I've been reading about type alias and composed structs in Golang. I want to be able to have two structs which are structurally identical but can be easily converted between each other.
I have a parent structure defined as:
type User struct {
Email string `json:"email"`
Password string `json:"password"`
}
And a composed struct defined as:
type PublicUser struct {
*User
}
I would expect that if I define a User
:
a := User{
Email: "admin@example.net",
Password: "1234",
}
I could then perform the following type conversion:
b := (a).(PublicUser)
But it fails with an invalid type assertion:
invalid type assertion: a.(PublicUser) (non-interface type User on left)
How can I convert between structurally similar types in Go?
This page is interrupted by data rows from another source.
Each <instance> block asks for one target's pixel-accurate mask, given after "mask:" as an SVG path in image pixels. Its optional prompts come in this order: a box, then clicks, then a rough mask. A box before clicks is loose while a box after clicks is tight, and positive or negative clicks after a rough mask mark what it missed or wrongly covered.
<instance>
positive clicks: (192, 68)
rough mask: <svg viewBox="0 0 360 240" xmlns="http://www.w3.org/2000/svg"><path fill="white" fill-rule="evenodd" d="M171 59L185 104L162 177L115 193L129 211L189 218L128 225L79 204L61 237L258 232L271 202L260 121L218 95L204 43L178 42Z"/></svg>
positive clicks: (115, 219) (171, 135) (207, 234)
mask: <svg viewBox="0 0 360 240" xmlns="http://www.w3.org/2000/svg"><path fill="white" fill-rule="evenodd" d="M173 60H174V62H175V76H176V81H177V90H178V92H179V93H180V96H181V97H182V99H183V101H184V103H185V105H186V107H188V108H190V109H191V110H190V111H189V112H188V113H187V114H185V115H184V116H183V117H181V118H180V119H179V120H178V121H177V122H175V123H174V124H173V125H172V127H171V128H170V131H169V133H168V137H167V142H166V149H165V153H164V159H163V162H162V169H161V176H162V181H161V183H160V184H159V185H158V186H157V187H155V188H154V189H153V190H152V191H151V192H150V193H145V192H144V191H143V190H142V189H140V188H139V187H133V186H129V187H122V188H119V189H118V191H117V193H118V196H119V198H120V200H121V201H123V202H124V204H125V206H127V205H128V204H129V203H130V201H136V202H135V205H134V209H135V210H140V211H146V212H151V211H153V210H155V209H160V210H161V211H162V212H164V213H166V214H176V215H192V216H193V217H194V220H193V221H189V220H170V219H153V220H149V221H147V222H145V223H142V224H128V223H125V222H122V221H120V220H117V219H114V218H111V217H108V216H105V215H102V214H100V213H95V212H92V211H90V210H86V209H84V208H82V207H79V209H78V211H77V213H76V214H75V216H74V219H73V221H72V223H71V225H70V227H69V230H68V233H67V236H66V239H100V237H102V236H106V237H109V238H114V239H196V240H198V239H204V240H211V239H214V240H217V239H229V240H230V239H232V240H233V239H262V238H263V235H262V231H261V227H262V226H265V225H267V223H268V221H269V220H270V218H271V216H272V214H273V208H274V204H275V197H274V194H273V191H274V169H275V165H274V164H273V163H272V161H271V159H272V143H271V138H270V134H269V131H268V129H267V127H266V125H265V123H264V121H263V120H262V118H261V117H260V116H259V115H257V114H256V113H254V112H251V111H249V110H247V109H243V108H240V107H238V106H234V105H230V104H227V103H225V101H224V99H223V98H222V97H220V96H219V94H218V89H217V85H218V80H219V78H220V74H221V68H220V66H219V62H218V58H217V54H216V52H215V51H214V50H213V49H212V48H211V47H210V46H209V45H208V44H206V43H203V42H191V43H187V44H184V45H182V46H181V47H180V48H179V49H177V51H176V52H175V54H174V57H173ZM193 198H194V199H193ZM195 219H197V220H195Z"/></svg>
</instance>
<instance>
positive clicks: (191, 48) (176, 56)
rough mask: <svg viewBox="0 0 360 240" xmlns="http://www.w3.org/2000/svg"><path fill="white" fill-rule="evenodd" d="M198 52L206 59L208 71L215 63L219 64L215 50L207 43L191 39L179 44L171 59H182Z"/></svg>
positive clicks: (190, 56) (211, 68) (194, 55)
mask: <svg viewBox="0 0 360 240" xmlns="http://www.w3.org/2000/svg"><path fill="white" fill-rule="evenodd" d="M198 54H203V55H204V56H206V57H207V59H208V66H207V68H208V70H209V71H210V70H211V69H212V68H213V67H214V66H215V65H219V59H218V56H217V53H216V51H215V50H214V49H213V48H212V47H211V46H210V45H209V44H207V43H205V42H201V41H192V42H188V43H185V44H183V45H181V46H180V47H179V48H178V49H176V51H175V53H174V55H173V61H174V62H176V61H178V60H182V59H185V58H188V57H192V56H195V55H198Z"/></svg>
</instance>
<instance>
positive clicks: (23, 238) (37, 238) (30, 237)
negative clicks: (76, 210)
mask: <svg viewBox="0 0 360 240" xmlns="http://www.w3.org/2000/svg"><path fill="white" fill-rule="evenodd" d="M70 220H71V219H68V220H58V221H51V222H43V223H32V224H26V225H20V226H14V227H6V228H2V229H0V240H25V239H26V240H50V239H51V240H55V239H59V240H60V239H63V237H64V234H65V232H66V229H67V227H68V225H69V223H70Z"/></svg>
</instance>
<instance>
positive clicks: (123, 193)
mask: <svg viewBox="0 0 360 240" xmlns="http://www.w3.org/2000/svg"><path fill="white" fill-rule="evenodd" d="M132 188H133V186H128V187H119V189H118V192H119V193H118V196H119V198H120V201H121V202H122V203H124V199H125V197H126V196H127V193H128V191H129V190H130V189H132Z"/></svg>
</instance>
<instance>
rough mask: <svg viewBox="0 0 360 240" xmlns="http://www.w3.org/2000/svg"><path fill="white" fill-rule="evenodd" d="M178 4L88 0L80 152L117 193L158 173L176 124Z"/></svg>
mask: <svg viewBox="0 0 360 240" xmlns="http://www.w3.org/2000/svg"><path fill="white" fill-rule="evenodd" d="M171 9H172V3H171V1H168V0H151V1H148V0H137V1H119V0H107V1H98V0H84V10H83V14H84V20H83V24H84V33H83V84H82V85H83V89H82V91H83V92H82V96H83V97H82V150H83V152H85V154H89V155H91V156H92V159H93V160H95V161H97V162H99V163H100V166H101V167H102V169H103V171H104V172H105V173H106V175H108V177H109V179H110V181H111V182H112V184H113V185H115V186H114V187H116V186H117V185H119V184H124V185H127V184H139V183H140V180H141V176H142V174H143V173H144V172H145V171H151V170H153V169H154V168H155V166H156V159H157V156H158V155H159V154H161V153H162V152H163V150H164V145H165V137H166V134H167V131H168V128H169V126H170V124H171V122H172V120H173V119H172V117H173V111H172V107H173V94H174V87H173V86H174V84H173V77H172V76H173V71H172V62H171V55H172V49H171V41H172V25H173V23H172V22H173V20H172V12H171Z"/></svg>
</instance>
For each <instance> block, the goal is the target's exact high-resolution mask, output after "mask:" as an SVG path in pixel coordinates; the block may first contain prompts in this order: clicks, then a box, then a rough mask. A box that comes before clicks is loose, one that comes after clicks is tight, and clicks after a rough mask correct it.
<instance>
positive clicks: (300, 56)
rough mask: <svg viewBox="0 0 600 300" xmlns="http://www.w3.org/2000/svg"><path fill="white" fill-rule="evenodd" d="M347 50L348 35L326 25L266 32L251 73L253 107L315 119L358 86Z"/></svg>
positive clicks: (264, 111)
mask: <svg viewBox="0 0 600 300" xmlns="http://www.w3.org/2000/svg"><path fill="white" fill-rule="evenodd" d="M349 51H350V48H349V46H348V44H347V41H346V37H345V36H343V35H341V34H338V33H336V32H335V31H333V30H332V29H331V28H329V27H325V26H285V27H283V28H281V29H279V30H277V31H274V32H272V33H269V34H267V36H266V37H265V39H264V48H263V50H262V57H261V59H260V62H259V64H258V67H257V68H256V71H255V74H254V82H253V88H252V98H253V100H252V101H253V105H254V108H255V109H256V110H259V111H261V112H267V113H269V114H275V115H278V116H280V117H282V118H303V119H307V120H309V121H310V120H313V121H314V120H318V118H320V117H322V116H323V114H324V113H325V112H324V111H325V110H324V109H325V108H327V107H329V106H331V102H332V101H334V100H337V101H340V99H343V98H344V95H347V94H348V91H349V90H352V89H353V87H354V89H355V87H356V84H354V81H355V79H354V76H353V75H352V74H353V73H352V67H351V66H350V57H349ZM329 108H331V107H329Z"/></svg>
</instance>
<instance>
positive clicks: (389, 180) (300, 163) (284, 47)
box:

Type assertions in Go let you tap into an interface's concrete type, not into structs:
A type assertion provides access to an interface value's underlying concrete value.
https://tour.golang.org/methods/15
However, with slight modifications, this code works and probably behaves as you would expect:
package main
import (
"fmt"
)
type User struct {
Email string `json:"email"`
Password string `json:"password"`
}
type PublicUser User
func main() {
a := User{
Email: "admin@example.net",
Password: "1234",
}
fmt.Printf("%#v
", a)
// out: User{Email:"admin@example.net", Password:"1234"}
b := PublicUser(a)
fmt.Printf("%#v", b)
// out PublicUser{Email:"admin@example.net", Password:"1234"}
}
Here, PublicUser
is a redefinition of the User
type; most importantly, it is a standalone type, shares the fields, but not the method set of User (https://golang.org/ref/spec#Type_definitions).
Then, you can simply use the PublicUser type constructor, as you might have been doing similarly with string
/[]byte
conversions: foo := []byte("foobar")
.
If, on the other hand, you were to use an actual type alias (type PublicUser = User
) your output will list User
as type for both instances: PublicUser is only a new name for the old thing, not a new type.